Pourquoi ces deux dernières villes ? L'histoire ne le dit pas : "C'était une aide spontanée, explique Claude Cliquet. Cela se faisait à l'époque, c'était un signal positif pour aider la ville à renaître de ses cendres".
Un devoir de mémoire
Un siècle plus tard, la cité d’Ancre tenait à rendre hommage aux villes marraines ayant contribué à sa renaissance. Chaque ville marraine a droit à sa propre rue. La semaine dernière, la commune d’Aïn-Temouchent a été la dernière à avoir une plaque à son nom. "Le chemin Aïn-Temouchent relie symboliquement les rues du 11 novembre et du 8 mai" souligne Claude Cliquet.
Samedi 9 novembre, une œuvre mémorielle a été inaugurée en leur honneur dans le jardin public, en présence des représentants des quatre cités.
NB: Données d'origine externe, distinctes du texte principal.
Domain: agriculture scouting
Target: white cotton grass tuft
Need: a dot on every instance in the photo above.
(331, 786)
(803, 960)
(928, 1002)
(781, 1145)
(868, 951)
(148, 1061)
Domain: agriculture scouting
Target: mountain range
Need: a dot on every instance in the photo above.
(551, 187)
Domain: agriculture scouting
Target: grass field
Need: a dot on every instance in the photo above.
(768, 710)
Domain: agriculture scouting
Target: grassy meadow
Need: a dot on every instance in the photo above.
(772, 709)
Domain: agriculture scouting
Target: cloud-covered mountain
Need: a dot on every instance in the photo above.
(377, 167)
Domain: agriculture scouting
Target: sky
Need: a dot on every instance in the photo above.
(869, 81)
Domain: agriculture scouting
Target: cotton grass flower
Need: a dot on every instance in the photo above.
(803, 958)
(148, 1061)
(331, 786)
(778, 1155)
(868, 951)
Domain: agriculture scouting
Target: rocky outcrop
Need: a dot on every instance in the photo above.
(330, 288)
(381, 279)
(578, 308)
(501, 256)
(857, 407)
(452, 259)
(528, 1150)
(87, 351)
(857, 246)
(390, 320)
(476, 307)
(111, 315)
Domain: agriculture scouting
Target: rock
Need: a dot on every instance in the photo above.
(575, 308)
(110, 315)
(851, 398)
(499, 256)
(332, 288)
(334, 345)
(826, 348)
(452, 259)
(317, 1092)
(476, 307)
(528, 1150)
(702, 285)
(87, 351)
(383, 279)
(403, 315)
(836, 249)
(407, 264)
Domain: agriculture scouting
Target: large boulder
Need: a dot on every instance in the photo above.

Cette œuvre a été construite par des collégiens et des lycéens de la ville avec des briques rouges. "C’était pour faire un clin d’œil à ce matériau utilisé pendant la reconstruction de la ville" précise Stéphane Demilly, député de la Somme et ancien maire d’Albert.
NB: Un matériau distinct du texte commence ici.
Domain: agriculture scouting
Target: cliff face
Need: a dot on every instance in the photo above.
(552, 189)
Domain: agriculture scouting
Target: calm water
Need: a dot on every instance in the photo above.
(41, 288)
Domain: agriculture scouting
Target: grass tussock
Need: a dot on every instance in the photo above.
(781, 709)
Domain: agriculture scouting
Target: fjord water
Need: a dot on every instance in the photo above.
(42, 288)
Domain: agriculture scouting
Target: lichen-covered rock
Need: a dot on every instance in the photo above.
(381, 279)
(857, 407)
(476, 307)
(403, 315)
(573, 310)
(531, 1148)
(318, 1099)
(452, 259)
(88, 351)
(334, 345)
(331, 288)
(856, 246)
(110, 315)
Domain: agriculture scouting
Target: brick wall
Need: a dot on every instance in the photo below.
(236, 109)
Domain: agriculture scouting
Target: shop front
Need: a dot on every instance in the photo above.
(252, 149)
Si les vestiges de cette générosité spontanée s’affichent fièrement sur les murs de la ville, la mairie a souhaité exprimer une dernière fois sa gratitude avec une citation empruntée à l’écrivain Andersen. Gravée dans l’esprit des Albertins, cette citation s'affichera désormais éternellement sur l’œuvre des écoliers : "La reconnaissance est la mémoire du cœur".